In reply, the Peruvian side, growing in experience and confidence with every match, marched past the 100 mark in the 30th over, and with 7 wickets still in hand at that point, it was definitely still anybody's game. Opener Chris Abbott compiled an excellent 60 in 102 balls, with 7 fours, but the introduction of Warren Anthony and Kene Broaster into the attack proved to be a decisive turning point.
Anthony got Abbott to touch to wicket-keeper Flowers, and between Anthony and Broaster they took 6 wickets to reduce Peru to 148 for 8 in the 41st over. There was a brief flurry of resistance and hope as Javed Iqbal made an entertaining 28 off 17 balls with 4 fours and a six, but in the end the Peruvian innings and challenge ended on 189 in 48 overs and victory to Belize by 34 runs.
Warren Anthony finished with 3 for 23 in 7 overs, while Kene Broaster bowled his full 10 overs and took 3 for 41.
So all set for a final day of tension and drama. It now looks to be a straight shootout between Belize and Turks & Caicos Islands, as they face each other at Belgrano Athletic, but there is still a remote mathematical chance for Chile. With Chile on 12 points after 4 games, and Belize and Turks & Caicos Islands both on 8 points after 3 games, whoever wins between them tomorrow will be tied with Chile on 12 points, and then as per tournament regulations, the winner will be decided by net run rate. As things stand, both Belize and Turks & Caicos Islands have a superior net run rate to that of Chile.

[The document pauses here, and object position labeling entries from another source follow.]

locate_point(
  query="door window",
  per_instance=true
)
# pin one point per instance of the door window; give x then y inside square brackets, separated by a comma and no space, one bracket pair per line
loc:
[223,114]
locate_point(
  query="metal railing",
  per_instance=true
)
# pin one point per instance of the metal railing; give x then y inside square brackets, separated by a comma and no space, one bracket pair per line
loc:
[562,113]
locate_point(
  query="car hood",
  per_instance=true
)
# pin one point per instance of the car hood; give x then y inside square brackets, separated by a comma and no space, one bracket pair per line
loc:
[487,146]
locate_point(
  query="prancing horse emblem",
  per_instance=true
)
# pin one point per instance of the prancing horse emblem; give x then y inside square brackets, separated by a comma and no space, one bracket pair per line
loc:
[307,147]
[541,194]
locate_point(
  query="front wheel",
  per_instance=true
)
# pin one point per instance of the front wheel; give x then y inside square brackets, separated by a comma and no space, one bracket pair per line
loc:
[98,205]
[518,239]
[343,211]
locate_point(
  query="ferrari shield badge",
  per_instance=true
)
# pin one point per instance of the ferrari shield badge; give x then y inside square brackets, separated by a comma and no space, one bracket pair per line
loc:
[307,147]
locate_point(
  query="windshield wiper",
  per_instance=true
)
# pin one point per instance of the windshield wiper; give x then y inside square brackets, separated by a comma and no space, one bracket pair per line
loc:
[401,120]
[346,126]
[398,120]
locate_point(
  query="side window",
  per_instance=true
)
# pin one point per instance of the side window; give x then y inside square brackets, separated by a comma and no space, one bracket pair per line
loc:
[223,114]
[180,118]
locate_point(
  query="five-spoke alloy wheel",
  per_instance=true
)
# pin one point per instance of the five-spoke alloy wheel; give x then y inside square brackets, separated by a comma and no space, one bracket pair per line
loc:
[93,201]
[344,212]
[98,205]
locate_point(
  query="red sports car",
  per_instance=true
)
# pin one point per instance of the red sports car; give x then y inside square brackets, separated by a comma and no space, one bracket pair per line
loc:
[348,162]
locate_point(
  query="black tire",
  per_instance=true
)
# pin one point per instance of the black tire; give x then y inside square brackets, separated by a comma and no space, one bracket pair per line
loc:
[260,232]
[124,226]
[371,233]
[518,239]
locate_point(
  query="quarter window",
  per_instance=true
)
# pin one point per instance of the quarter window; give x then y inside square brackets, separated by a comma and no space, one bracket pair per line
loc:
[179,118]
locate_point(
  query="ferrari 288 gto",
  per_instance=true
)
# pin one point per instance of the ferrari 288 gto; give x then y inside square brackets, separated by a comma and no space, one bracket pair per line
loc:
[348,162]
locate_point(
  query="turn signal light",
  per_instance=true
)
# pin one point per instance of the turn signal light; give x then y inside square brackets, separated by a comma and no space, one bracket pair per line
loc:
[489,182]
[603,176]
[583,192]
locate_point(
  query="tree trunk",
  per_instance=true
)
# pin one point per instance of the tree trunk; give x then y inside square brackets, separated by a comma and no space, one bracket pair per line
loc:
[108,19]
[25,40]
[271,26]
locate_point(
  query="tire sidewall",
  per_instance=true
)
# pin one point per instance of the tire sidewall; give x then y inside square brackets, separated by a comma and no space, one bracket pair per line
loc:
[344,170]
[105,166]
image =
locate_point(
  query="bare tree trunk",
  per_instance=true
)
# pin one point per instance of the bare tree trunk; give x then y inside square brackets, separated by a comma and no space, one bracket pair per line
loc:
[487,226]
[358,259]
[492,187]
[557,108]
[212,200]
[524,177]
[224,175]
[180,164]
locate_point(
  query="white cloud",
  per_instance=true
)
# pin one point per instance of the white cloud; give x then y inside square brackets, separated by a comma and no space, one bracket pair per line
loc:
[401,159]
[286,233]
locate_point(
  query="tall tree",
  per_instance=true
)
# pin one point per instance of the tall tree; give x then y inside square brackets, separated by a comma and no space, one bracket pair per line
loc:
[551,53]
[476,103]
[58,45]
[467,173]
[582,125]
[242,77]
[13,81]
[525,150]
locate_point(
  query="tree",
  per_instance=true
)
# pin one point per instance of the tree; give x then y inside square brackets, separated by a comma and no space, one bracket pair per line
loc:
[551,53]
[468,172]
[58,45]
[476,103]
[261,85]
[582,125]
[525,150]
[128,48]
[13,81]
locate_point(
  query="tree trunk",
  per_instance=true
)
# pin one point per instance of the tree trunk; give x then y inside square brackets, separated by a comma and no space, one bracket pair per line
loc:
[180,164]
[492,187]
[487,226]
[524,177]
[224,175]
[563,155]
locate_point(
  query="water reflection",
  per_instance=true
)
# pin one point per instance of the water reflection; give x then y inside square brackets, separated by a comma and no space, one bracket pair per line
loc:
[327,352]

In the other game of final day action, a Brazil team naturally buoyed by their stunning victory over Chile and with it their first ever ICC international win, will meet a fast improving Peru, and although neither team is in the running for the title, it should be an entertaining clash, as a Brazil victory might see them end in third place, while a win for Peru would be a massive achievement for them in their first ICC event.